And I Feel Fine


There's no way Nicolas Dickner's follow up to the breathtaking Nikolski was going to be as well received. Get cliché, call it a (critic-induced) "sophomore slump." To Dickner's credit, I don't think he even tried to get near that achievement. Instead, he wrote a "novel [that] almost seems intended for teenaged readers." I agree, emphatically. In fact, I'd go so far as to say that Apocalypse for Beginners works extremely well as a YA book, and maybe should have been published as such. This isn't to say that Apocalypse is lacking content that would interest adult readers, or that its language is too simplistic; that would be a disservice to both Dickner and YA as a genre. Excepting the Gossip Girls and the Twilights (and there is just as much speedy garbage on the adult shelves), good YA fiction is just as deep and thoughtful as some of the adult novels out there, dealing with topics like sexual assault, eating disorders, sex and sexual identity, drugs, religon... all the biggies that cause angst in both teenagers and adults.

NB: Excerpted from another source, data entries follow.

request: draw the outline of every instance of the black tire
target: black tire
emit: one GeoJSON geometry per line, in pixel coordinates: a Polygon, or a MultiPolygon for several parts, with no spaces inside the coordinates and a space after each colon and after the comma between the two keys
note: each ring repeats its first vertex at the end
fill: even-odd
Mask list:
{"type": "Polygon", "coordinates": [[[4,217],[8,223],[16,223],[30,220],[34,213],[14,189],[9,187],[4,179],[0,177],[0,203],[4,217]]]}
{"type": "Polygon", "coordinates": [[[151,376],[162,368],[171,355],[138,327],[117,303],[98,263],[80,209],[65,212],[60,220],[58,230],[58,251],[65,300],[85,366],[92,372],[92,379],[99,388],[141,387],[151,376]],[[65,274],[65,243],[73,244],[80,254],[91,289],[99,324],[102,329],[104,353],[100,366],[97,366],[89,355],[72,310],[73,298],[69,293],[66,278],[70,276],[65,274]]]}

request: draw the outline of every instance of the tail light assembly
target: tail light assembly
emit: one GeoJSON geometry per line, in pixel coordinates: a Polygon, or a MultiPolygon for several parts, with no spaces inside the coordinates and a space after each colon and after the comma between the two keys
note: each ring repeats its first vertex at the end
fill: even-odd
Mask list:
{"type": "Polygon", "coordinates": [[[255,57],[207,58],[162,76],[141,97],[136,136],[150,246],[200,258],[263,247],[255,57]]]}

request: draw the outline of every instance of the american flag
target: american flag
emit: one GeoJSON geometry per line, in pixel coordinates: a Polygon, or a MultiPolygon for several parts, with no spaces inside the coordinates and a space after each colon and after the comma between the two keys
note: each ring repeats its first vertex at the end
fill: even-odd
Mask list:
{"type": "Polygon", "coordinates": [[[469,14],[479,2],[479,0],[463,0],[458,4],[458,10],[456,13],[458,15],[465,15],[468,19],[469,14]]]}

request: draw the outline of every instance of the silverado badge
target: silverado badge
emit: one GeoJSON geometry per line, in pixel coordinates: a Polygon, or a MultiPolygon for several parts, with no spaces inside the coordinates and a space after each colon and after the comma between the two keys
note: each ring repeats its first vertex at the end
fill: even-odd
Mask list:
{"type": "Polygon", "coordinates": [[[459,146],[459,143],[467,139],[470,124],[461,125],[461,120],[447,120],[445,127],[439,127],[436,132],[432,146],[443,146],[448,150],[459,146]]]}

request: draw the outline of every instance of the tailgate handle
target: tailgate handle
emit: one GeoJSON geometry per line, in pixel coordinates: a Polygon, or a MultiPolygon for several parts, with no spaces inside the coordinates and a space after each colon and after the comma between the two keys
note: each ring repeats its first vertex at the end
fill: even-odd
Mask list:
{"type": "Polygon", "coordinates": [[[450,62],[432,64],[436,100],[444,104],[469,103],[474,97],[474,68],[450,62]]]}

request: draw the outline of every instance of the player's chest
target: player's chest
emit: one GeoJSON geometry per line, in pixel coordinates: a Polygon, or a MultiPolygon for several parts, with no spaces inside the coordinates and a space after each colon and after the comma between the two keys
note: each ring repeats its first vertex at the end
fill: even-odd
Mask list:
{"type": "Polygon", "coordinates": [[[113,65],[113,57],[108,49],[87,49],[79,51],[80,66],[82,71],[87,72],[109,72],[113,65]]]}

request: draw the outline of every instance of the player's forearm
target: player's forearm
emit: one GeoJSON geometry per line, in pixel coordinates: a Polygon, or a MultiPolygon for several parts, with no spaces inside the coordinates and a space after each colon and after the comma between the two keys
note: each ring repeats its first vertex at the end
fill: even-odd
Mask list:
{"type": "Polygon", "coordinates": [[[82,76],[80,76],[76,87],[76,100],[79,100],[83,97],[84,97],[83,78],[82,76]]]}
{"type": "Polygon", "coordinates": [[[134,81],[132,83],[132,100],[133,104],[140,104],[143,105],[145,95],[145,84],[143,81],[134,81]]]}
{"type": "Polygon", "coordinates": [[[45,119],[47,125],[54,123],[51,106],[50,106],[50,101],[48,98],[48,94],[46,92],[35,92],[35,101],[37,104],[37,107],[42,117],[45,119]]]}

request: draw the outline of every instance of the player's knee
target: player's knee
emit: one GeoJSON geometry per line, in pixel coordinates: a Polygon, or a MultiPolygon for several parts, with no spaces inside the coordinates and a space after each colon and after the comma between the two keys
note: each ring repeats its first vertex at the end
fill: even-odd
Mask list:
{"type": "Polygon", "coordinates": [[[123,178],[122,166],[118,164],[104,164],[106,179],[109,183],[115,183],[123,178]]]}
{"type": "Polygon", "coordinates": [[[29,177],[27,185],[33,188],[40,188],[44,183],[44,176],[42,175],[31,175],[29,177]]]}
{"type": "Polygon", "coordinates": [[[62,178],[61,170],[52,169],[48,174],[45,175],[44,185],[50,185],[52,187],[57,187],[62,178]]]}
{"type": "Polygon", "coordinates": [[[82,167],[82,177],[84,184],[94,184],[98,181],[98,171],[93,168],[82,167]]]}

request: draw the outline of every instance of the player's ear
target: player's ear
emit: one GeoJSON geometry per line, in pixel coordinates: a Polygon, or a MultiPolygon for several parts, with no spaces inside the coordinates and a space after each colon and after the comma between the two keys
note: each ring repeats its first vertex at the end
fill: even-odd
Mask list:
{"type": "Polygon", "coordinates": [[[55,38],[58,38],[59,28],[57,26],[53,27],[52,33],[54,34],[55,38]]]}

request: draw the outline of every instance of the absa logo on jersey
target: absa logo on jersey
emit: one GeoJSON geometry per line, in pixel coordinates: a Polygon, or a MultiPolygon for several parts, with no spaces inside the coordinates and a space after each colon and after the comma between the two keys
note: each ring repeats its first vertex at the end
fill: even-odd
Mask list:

Dickner's heroine, Hope, is dealing with the inevitable approach of a hereditary mental illness, that causes her and her family to think much more about the End of the World than others might. She carries the burden of being the caretaker for her mother, who has been broken by this illness. Her companion for most of the novel, and the book's narrator, is a thoughtful young man named Randall. Randall is living in a world in flux: from geopolitical events (and the new ways in which people have access to information on those events) to the changing model of business (from family run to corporate owned) he is affected rather deeply by events he can barely fathom, let alone exert any power over. While Hope's family has a condition that causes them to pick a date for a literal apocalypse, Randall and other "normal" kids like him are seeing a massive shift in their world, as the Cold War -- and the easy binaries it enabled -- ends (and in contrast, making a real apocalypse less possible). To say that I think Apocalypse for Beginners was misfiled as an "adult novel" is not an insult in the slightest. I think that given the size of the book (less than 300 quickly read pages), the age of the characters in it, and a romantic "relationship more chaste than anything this side of Hogwarts" the novel is pretty solidly positioned in YA territory.

That "chaste" comment above is from the Whitlock review again, and I gotta say, this seems a strange sort of criticism to me. Are teenagers allowed to do things other than give into their hormones? Does it have to be Cruel Intentions to be believable? I exaggerate, but take my point. I don't see anything wrong in not fucking, as long as that's not held up as some kind of moral thing, as in the Twilight books. Randall just seems to 1) be shy about things and 2) care about Hope -- and understand her overly-complicated life -- enough to know that any attempt to add a sexual relationship to the mix would cause her more harm than good. Again, he's a thoughtful, nice boy. They exist, even in high-school. This lack of overt sexual action does also position the book back into YA territory, which certainly doesn't shy away from sex in all cases, but is often able put sex aside for the sake of the story, and whatever central issues it contains.

The reviews have been mostly middling, but I think fans of Dickner (and his excellent translator Lazer Lederhendler, who knows just which French bits should remain in order to keep the reader placed solidly in Quebec) will enjoy Apocalypse for Beginners. It's not Nikolski, it can't be Nikolski. It's a smaller, quieter book; less great, perhaps, but not less worthwhile.